Creating an OBS Table Using the DataSource Syntax

Function

Create an OBS table using the DataSource syntax.

The main differences between the DataSource and the Hive syntax lie in the supported data formats and the number of supported partitions. For details, see syntax and precautions.

You are advised to use the OBS parallel file system for storage. A parallel file system is a high-performance file system that provides latency in milliseconds, TB/s-level bandwidth, and millions of IOPS. It applies to interactive big data analysis scenarios.

Usage

The size of the table will not be calculated during table creation.
When data is added, the table size will be changed to 0.
You can view the table size on OBS.

Precautions

The table and column names are case-insensitive.
Descriptions of table names and column names support only string constants.
During table creation, you need to specify the column name and corresponding data type. The data type is primitive type.
If a folder and a file have the same name in the OBS directory, the file is preferred as the path when creating an OBS table.
During table creation, if the specified path is an OBS directory and it contains subdirectories (or nested subdirectories), all file types and content in the subdirectories are considered table content.
Ensure that all file types in the specified directory and its subdirectories are consistent with the storage format specified in the table creation statement. All file content must be consistent with the fields in the table. Otherwise, errors will be reported in the query.

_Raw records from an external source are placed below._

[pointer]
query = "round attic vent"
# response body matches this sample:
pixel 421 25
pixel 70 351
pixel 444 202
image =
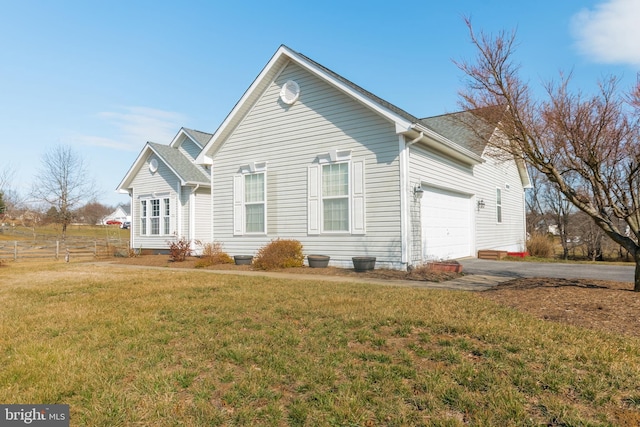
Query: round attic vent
pixel 153 165
pixel 290 92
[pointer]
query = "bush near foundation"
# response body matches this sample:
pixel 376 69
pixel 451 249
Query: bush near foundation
pixel 212 254
pixel 179 250
pixel 279 253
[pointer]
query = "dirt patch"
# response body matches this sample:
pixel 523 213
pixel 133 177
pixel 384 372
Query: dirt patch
pixel 600 305
pixel 595 304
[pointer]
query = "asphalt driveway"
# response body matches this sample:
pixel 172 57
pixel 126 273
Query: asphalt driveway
pixel 617 273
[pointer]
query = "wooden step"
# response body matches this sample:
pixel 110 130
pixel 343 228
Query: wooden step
pixel 491 254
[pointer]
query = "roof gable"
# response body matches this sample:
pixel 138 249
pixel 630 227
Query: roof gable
pixel 198 137
pixel 188 172
pixel 274 67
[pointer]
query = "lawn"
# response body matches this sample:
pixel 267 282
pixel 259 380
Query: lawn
pixel 159 347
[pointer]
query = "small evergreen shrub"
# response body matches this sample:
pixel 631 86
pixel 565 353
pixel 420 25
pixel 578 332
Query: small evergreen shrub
pixel 180 250
pixel 212 254
pixel 540 246
pixel 279 253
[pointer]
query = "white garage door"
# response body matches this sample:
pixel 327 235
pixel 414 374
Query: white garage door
pixel 446 224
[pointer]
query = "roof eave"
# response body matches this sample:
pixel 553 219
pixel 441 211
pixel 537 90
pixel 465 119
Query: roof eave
pixel 444 145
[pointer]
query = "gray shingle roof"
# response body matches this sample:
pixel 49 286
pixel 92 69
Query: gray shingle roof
pixel 454 126
pixel 200 137
pixel 464 128
pixel 186 170
pixel 363 91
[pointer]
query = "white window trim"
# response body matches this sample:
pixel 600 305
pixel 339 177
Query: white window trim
pixel 347 196
pixel 239 204
pixel 162 231
pixel 357 196
pixel 499 210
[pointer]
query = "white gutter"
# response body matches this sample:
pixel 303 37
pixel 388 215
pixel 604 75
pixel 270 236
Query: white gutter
pixel 447 143
pixel 413 141
pixel 192 212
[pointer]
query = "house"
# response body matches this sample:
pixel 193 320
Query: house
pixel 170 193
pixel 306 154
pixel 120 215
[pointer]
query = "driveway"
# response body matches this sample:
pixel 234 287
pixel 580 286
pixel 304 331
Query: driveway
pixel 617 273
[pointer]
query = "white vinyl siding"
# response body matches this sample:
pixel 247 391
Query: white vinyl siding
pixel 480 182
pixel 143 217
pixel 250 203
pixel 147 186
pixel 335 197
pixel 498 205
pixel 254 203
pixel 291 140
pixel 156 217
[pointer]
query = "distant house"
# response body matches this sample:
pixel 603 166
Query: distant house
pixel 121 214
pixel 307 154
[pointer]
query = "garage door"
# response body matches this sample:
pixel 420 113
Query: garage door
pixel 446 224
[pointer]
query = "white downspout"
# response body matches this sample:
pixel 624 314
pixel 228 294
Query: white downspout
pixel 211 208
pixel 192 213
pixel 179 211
pixel 405 214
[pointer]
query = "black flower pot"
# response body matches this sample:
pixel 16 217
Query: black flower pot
pixel 243 259
pixel 318 261
pixel 364 263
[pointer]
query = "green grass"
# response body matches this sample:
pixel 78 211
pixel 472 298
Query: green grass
pixel 54 231
pixel 147 347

You can set multiLevelDirEnable to true in the OPTIONS statement to query the content in the subdirectory. The default value is false (Note that this configuration item is a table attribute, exercise caution when performing this operation). Hive tables do not support this configuration item.
The OBS storage path must be a directory on OBS.
When a partitioned table is created, the column specified in PARTITIONED BY must be a column in the table, and the partition type must be specified. The partition column supports only the string, boolean, tinyint, smallint, short, int, bigint, long, decimal, float, double, date, and timestamp type.
When a partitioned table is created, the partition field must be the last one or several fields of the table field, and the sequence of the partition fields must be the same. Otherwise, an error occurs.
A maximum of 7,000 partitions can be created in a single table.
The CREATE TABLE AS statement cannot specify table attributes or create partitioned tables.

Syntax

CREATE TABLE [IF NOT EXISTS] [db_name.]table_name 
  [(col_name1 col_type1 [COMMENT col_comment1], ...)]
  USING file_format 
  [OPTIONS (path 'obs_path', key1=val1, key2=val2, ...)] 
  [PARTITIONED BY (col_name1, col_name2, ...)]
  [COMMENT table_comment]
  [AS select_statement]

Keywords

IF NOT EXISTS: Prevents system errors when the created table exists.
USING: Storage format.
OPTIONS: Property name and property value when a table is created.
COMMENT: Field or table description.
PARTITIONED BY: Partition field.
AS: Run the CREATE TABLE AS statement to create a table.

Parameter

**Table 1** Parameter description
Parameter	Description
db_name	Database name The value can contain letters, numbers, and underscores (_), but cannot contain only numbers or start with a number or underscore (_).
table_name	Name of the table to be created in the database The value can contain letters, numbers, and underscores (_), but cannot contain only numbers or start with a number or underscore (_). The matching rule is *^(?!_)(?![0-9]+$)[A-Za-z0-9_$]$**. Special characters must be enclosed in single quotation marks ('').
col_name	Column names with data types separated by commas (,) The column name contains letters, digits, and underscores (_). It cannot contain only digits and must contain at least one letter.
col_type	Data type of a column field
col_comment	Column field description
file_format	Input format of the table. The value can be orc, parquet, json, csv, or avro.
path	OBS storage path where data files are stored. You are advised to use an OBS parallel file system for storage. Format: obs://bucketName/tblPath bucketName: bucket name tblPath: directory name. You do not need to specify the file name following the directory. For details about attribute names and values during table creation, see Table 2. For details about the table attribute names and values when file_format is set to csv, see Table 2 and Table 3.
table_comment	Description of the table
select_statement	The CREATE TABLE AS statement is used to insert the SELECT query result of the source table or a data record to a new table in OBS bucket.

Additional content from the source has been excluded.